Why life as an astronaut's wife was light years from perfect
The women who married pioneering spacemen often faced infidelity and anger, writes Jacqui Godard in Miami
THEY WERE the unsung heroines of the space race, quintessential American housewives expected to stand by their men, smile to order and declare themselves "Happy, proud and thrilled" as their husbands rocketed to glory.
Poised and flawlessly groomed, they were transformed from ordinary military spouses to the First Ladies of Space alongside husbands whose bravery in the face of death-defying risks and lunar ambitions knew no bounds.
Yet behind the thrills, the glossy magazine photo-shoots and receptions with monarchs and presidents, life for the wives of Nasa's pioneering Mercury, Gemini and Apollo era astronauts was also a harrowing, fearful and, at times, scandalous existence.
Chronicled for the first time in a new book, The Astronaut Wives Club, the story of the women behind Nasa's elite space explorers of the 1950s to 1970s shows that it was not just the menfolk who were expected to have the right stuff. Under pressure to live up to public and Nasa expectations, some had to turn blind eyes to their husbands' infidelities and put on shows of marital harmony to protect the men's images and careers.

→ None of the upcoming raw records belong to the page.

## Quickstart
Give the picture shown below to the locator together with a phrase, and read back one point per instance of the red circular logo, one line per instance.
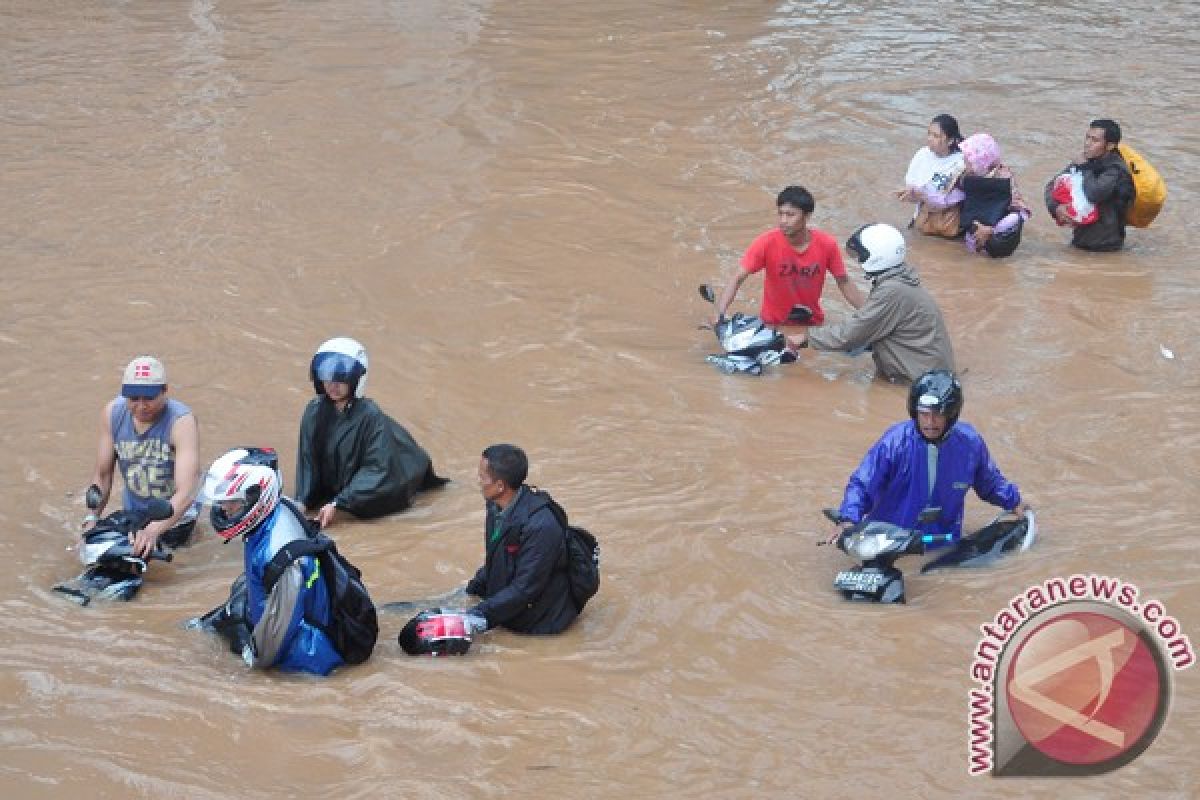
(1084, 689)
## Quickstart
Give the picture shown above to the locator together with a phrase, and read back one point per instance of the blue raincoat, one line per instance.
(893, 481)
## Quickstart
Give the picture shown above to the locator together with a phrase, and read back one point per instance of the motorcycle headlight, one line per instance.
(867, 546)
(90, 553)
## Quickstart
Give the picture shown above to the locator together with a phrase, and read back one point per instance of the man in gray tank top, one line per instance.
(155, 443)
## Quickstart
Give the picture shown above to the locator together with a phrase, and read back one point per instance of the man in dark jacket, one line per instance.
(352, 456)
(523, 579)
(900, 323)
(1107, 185)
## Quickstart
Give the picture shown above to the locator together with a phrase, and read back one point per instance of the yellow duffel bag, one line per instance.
(1149, 185)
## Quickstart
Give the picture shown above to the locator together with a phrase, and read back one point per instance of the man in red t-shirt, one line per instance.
(796, 259)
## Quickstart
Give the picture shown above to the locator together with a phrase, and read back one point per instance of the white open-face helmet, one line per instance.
(879, 247)
(244, 486)
(343, 360)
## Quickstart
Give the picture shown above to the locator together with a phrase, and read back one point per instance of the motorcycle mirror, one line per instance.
(160, 509)
(93, 497)
(799, 314)
(930, 515)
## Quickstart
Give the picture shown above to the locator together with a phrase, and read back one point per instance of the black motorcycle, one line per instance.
(877, 545)
(111, 570)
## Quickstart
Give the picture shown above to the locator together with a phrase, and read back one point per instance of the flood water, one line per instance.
(511, 205)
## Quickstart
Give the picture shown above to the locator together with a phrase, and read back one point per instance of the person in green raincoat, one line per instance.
(352, 456)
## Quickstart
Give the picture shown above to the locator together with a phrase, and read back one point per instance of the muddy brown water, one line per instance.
(511, 204)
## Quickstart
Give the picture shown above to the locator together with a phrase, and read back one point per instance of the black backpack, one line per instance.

"We all tried to be so calm and so cool and everything," said Jane Dreyfus, who divorced the third man on the Moon, the late Pete Conrad, in 1988. "But we were a far cry from Stepford Wives."
Some turned to tranquillisers or drink to help them cope and only by forming a sisterhood they called the Astronaut Wives Club – motto "Proud, Happy, Thrilled" – did they pull one another through.
"If you think going to the Moon is hard, try staying at home," said Barbara Cernan, the wife of Gene Cernan, commander of the Apollo 17 mission in 1972 and the last man to walk on the Moon.
Mr Cernan, addressing the book's official launch in Houston, choked back tears as he admitted: "If it weren't for the wives who committed their lives to what we were doing, I don't think we would have ever gotten to the Moon."
The space race began in October 1957, when the Soviet Union launched Sputnik, the first man-made satellite.
Two years later, on the orders of President Dwight Eisenhower, Nasa selected its first astronauts – the Mercury Seven – all highly intelligent military test pilots.
Their wives were seen by women all over America as "seven glorious women they could look up to and emulate," said the book's author, Lily Koppel. Yet of the 30 astronauts recruited into the Mercury, Gemini and Apollo programmes, the marriages of only seven survived. Buzz Aldrin could be "heartbreakingly cold" towards his first wife, Joan, to whom he once gave a monkey that would bare its teeth, make obscene gestures and dance around mocking her.
"I've had it. It's either the monkey or me. Somebody's leaving," she told him, to be met with a silent look that appeared to say, "Well, what are you waiting for?" Their marriage fell apart after he returned from the Moon in 1969, and sank into depression and alcoholism.
"It was hard for them to come home," said Faye Stafford, the former wife of astronaut Tom Stafford, who orbited the Moon in 1969. "Who could ever compete with the Moon? I was lucky if I could come in second."
"I see them as America's first reality stars," said Koppel. "Their country looked to them to hold up the public relations arm of the early space programme and the feeling was that if they did not, their men may not go into space or to the Moon.
"Their story is kind of The Right Stuff meets Mad Men, with a little bit of Desperate Housewives thrown in."